姗姗来迟的大型轿车总算在车道上隆隆开过来了。

“晚安,尼克。”黛西说。

她的目光离开了我,朝着灯光闪亮的台阶高处望去,一支风靡那一年的清新、委婉、间短的华尔兹舞曲,“凌晨三点钟,”从那儿传出敞开的大门。毕竟,在盖茨比家聚会的随意气氛中,就含有她的世界里从未有过的浪漫机遇。那支歌里有什么东西仿佛在唤她回去?在这幽暗、不可预测的时辰将会发生什么?也许,一位难以置信的客人会到来,一位绝无仅有、令人爱慕的人,一位真正光彩夺目的少女,只要一眼瞧见盖茨比、一刻魔幻般的相遇,她就能一笔抹去五年来忠贞不渝的爱情。
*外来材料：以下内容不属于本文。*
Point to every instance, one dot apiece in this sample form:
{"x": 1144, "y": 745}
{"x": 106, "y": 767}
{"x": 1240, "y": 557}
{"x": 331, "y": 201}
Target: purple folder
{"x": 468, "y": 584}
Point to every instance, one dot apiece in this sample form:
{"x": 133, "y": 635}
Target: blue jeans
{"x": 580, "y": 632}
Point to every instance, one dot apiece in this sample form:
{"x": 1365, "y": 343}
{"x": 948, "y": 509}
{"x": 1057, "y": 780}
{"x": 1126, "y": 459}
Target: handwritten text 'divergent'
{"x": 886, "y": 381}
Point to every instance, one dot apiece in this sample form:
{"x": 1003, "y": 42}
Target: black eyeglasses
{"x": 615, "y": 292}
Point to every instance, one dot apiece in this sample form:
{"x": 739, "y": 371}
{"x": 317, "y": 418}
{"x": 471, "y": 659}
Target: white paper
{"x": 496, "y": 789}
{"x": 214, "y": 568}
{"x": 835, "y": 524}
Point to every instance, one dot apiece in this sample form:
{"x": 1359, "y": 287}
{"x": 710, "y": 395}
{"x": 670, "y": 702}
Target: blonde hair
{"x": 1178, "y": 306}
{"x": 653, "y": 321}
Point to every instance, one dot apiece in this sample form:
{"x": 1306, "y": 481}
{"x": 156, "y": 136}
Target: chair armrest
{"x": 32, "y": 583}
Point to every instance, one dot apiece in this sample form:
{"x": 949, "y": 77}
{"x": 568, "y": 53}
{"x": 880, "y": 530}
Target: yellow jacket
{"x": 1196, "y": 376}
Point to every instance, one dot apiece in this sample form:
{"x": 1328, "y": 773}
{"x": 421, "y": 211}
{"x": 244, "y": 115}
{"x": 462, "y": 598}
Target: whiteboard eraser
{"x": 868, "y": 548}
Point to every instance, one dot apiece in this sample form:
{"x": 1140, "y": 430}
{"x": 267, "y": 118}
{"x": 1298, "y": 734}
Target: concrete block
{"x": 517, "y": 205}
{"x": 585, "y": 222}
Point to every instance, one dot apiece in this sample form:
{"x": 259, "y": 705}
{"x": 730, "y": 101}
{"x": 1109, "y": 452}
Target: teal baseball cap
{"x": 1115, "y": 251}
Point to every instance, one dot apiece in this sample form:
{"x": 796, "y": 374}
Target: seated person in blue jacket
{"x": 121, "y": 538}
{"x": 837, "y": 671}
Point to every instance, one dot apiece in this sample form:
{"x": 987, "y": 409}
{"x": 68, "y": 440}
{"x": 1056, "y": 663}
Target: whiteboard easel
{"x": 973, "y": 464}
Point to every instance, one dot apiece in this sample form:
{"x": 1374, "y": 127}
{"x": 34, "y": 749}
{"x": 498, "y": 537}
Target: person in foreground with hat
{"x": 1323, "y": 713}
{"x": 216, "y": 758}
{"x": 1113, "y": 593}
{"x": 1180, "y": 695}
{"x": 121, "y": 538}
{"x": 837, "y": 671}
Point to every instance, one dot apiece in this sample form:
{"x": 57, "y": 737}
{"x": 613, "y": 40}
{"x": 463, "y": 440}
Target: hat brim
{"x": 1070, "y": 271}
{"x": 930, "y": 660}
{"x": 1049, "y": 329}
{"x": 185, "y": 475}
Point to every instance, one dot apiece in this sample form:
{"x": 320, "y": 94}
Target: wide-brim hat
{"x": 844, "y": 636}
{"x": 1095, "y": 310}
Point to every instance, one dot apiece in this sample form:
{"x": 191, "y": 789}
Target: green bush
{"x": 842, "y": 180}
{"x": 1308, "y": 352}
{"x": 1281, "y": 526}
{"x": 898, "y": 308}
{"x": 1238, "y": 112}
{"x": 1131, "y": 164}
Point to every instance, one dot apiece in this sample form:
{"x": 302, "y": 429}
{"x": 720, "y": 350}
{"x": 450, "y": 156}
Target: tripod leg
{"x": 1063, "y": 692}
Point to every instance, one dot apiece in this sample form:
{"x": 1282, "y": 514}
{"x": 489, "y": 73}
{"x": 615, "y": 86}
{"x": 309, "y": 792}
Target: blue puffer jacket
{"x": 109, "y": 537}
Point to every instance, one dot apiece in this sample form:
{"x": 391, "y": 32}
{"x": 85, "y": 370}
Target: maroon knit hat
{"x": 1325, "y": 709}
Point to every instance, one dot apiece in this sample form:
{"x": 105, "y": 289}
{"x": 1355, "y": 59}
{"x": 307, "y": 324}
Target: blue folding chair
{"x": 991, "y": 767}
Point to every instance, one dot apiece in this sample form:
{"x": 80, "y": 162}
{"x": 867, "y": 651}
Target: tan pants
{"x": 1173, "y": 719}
那一晚,我滞留好久,因为盖茨比让我等到他脱身。我就在花园里来回晃荡,直到总少不了的一伙泳客冷得哆嗦但兴奋至极地从黑乎乎的沙滩上跑上来,直到楼上各个客房里的灯都灭了。当他终于走下台阶时,晒得黝黑的皮肤非比寻常地绷紧在他的脸上,他的眼睛炯炯发亮,但带着一丝倦意。

“她不喜欢今天的晚会。”他匆忙地说。

“她肯定喜欢。”

“她不喜欢,”他顽固地说,“她玩得不开心。”

他不再吭声,可我猜想他有满腔难以诉说的郁闷。

“我觉得离她相距甚远,”他说,“要使她理解真难。”

“你指的是舞会一事?”

“舞会?”他弹指之间就一下否定了他开过的所有舞会,“老兄,舞会不足挂齿。”

He wanted nothing less of Daisy than that she should go to Tom and say:“I never loved you.” After she had obliterated three years with that sentence they could decide upon the more practical measures to be taken. One of them was that, after she was free, they were to go back to Louisville and be married from her house—just as if it were five years ago.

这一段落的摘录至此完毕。